Agencies need to focus more on threat prevention, and to regain leverage and prevent successful breaches, we can actually flip the equation with automation. And this doesn’t have to be a “future” goal.
Automation — at each of these steps above, and across attack vectors, across incoming and internal sensor intelligence— is available today and has been for some time. And this automation means the ability to not only protect against a newly emerging threat as soon as it’s seen anywhere in the world, but also to predict the attacker’s next step.
Thinking About The Future of Cyberdefense
Earlier this month, President Obama’s Commission on Enhancing National Cybersecurity issued a report to the White House that outlined a set of recommendations to improve the nation’s cybersecurity. The Commission’s report deftly recognized that cybersecurity is not purely a technical challenge, and that a more holistic approach is needed to preserve our digital way of life, and all the social and economic benefits that come from it.
The report also highlighted the benefits of automation technology, noting that “near-term advances in machine learning, automation and artificial intelligence have the potential to address some of the persistent problems in cybersecurity.”
The report’s recommendations are useful input for the government to consider in its approach to cybersecurity, including that “our collective effort must focus on all stages of operations to protect and defend networks.” The report also noted the importance of developing a skilled IT- and security-savvy workforce as critical as we move into the era of the Internet of Things.
The more security-savvy we all are, the more our assets and networks benefit. Using our human capital in critical areas — such as the protection of Industrial Control systems and the Supervisory Control and Data Acquisition systems – will only grow in importance and immediacy.
Of course, the report’s recommendations are a long-term view of goals for the next administration to consider. In the meantime, agencies might consider the suggestions outlined above more expeditiously, particularly the adoption of automation, to improve their cybersecurity today.
Ultimately, we have the power to stunt the adversary’s growth, even though right now it might feel like we’re still losing the battle. We can and should recognize newly emerging threats to our infrastructure as swiftly as possible — with effective use of our resources — and focus that precious human talent that we have on the right aspect of the problem that technology cannot necessarily fix.

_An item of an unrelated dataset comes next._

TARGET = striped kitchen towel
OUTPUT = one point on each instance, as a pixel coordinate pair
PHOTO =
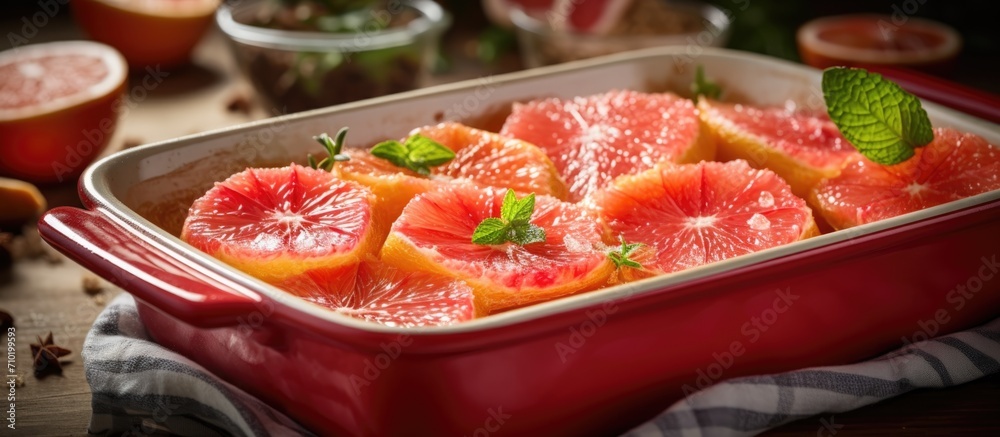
(141, 388)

What this means is that we will continue to need our human capital — we absolutely need to continue to invest in our talent. This amounts to a commitment to invest in keeping their skills sharp and their responses swift with training, Cyber Ranges, and other tools.
Meanwhile, the right technology investment in automation can keep the heart beating, like a pacemaker, automatically reprogramming all of our government defenses, across all potential vectors into our government organizations within minutes. Because, as with our hearts, every minute is critical.